Coraz częściej ci, którzy zawsze chcieli urządzać świat dla innych- teraz nas, starych, chcą ustanowić obiektem ich troski. Bezinteresownie? Radna Jadwiga Stec upomina rówieśników, że też będą starymi. Zawsze starzeją się inni. Radna, jeszcze w sile wieku, jeszcze sprawna fizycznie i intelektualnie, nie myśli o sobie. A przecie, kiedy podejmuje zabiegi o poprawę losu ludzi starych, tych innych, gdzieś pod świadomością sądzi, że robi to także z myślą o sobie i swoim losie.

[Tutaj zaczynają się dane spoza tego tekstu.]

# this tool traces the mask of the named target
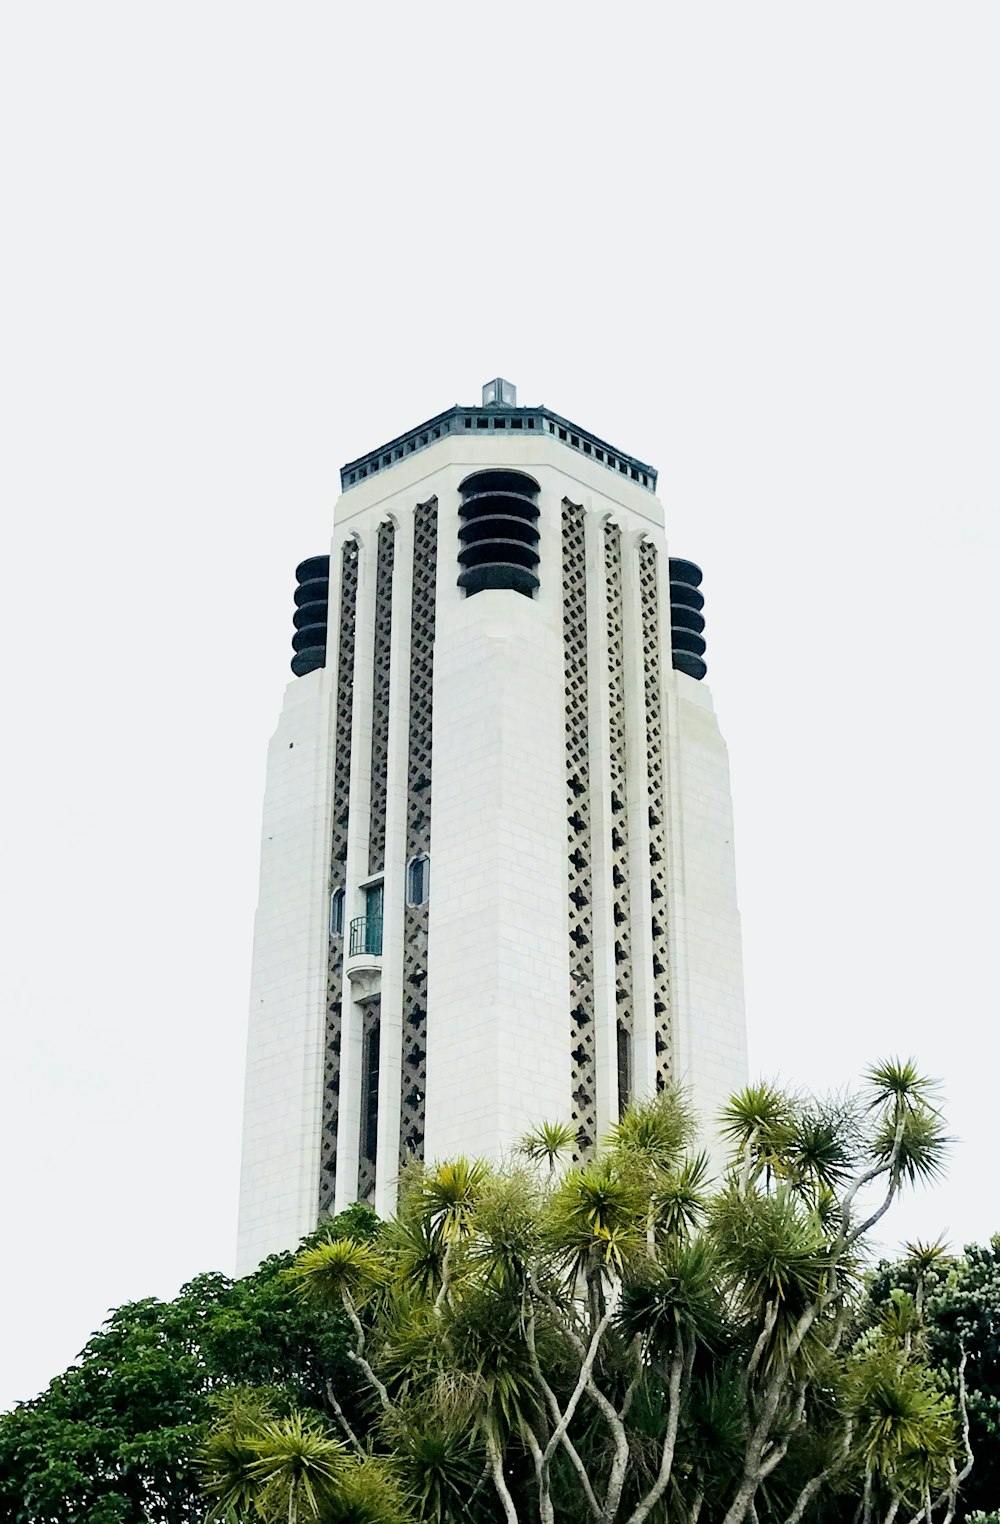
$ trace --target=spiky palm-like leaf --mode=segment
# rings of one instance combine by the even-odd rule
[[[879,1120],[872,1154],[893,1180],[930,1184],[944,1174],[951,1141],[936,1111],[901,1103],[897,1114],[890,1112]]]
[[[421,1524],[451,1524],[468,1516],[483,1470],[482,1447],[467,1420],[446,1401],[416,1401],[383,1420],[413,1509]]]
[[[382,1256],[353,1238],[328,1238],[303,1249],[287,1271],[301,1294],[325,1307],[340,1307],[346,1294],[363,1302],[385,1280]]]
[[[695,1154],[679,1169],[659,1176],[653,1186],[653,1215],[659,1240],[683,1238],[693,1232],[705,1213],[708,1155]]]
[[[717,1271],[705,1238],[671,1243],[657,1262],[640,1262],[635,1278],[624,1285],[618,1308],[617,1322],[626,1339],[639,1339],[660,1360],[674,1353],[682,1336],[715,1345],[723,1327]]]
[[[444,1245],[412,1203],[385,1224],[380,1244],[392,1279],[433,1301],[441,1289]]]
[[[776,1085],[746,1085],[722,1108],[719,1131],[732,1145],[736,1162],[747,1160],[755,1173],[780,1172],[792,1137],[795,1107]]]
[[[527,1171],[509,1169],[483,1184],[468,1262],[497,1286],[524,1285],[541,1243],[538,1188]]]
[[[680,1451],[694,1485],[709,1505],[725,1496],[738,1475],[748,1416],[735,1362],[716,1365],[693,1382],[682,1420]]]
[[[804,1106],[792,1116],[786,1143],[788,1178],[814,1198],[836,1191],[857,1161],[857,1120],[847,1105]]]
[[[262,1424],[252,1444],[250,1475],[261,1516],[275,1524],[325,1519],[346,1469],[344,1446],[302,1413]]]
[[[632,1101],[608,1134],[612,1148],[655,1170],[674,1169],[695,1133],[690,1102],[674,1085]]]
[[[829,1287],[823,1225],[786,1186],[773,1195],[730,1186],[712,1203],[711,1223],[734,1309],[755,1330],[765,1328],[769,1309],[774,1319],[762,1365],[766,1370],[790,1353],[799,1318]],[[842,1289],[850,1273],[851,1267],[841,1262]],[[801,1346],[801,1361],[809,1364],[815,1358],[818,1340],[817,1323]]]
[[[894,1354],[861,1362],[854,1375],[857,1444],[865,1465],[897,1478],[903,1463],[942,1472],[958,1454],[951,1400],[921,1365]]]
[[[460,1243],[471,1232],[479,1193],[489,1173],[484,1160],[459,1157],[423,1176],[414,1206],[442,1243]]]
[[[869,1111],[937,1109],[938,1081],[921,1074],[912,1058],[883,1059],[866,1071],[865,1081]]]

Wiem, co piszę. Zostałem sam. Jak oni. Z okien mojego mieszkania widzę jak po sąsiedzku budowano okazałe domy, rodziły się dzieci, dorastały, potem już tylko na krótkie wakacje jako studenci przybywali do tego domu- z myślą o nich budowanego i latami urządzanego. Zostali sami. Gniazdo opustoszało, potomkowie rozproszyli się po świecie, nawet tak daleko, że tylko raz na kilka lat mogą się spotkać. Spotykają się jako obcy, bo wiedzą o sobie tylko tyle, ile zechcą przekazać telefonicznie lub mailem. Gniazdo zostało puste, nikomu niepotrzebne. Tylko tym dwojgu, co nadal liczą, że powrócą tu dzieci, wraz z nimi wnuki, że zapełni się dom, że gniazdo ożyje. Ale gniazdo opustoszało na zawsze. A oni wciąż czekają.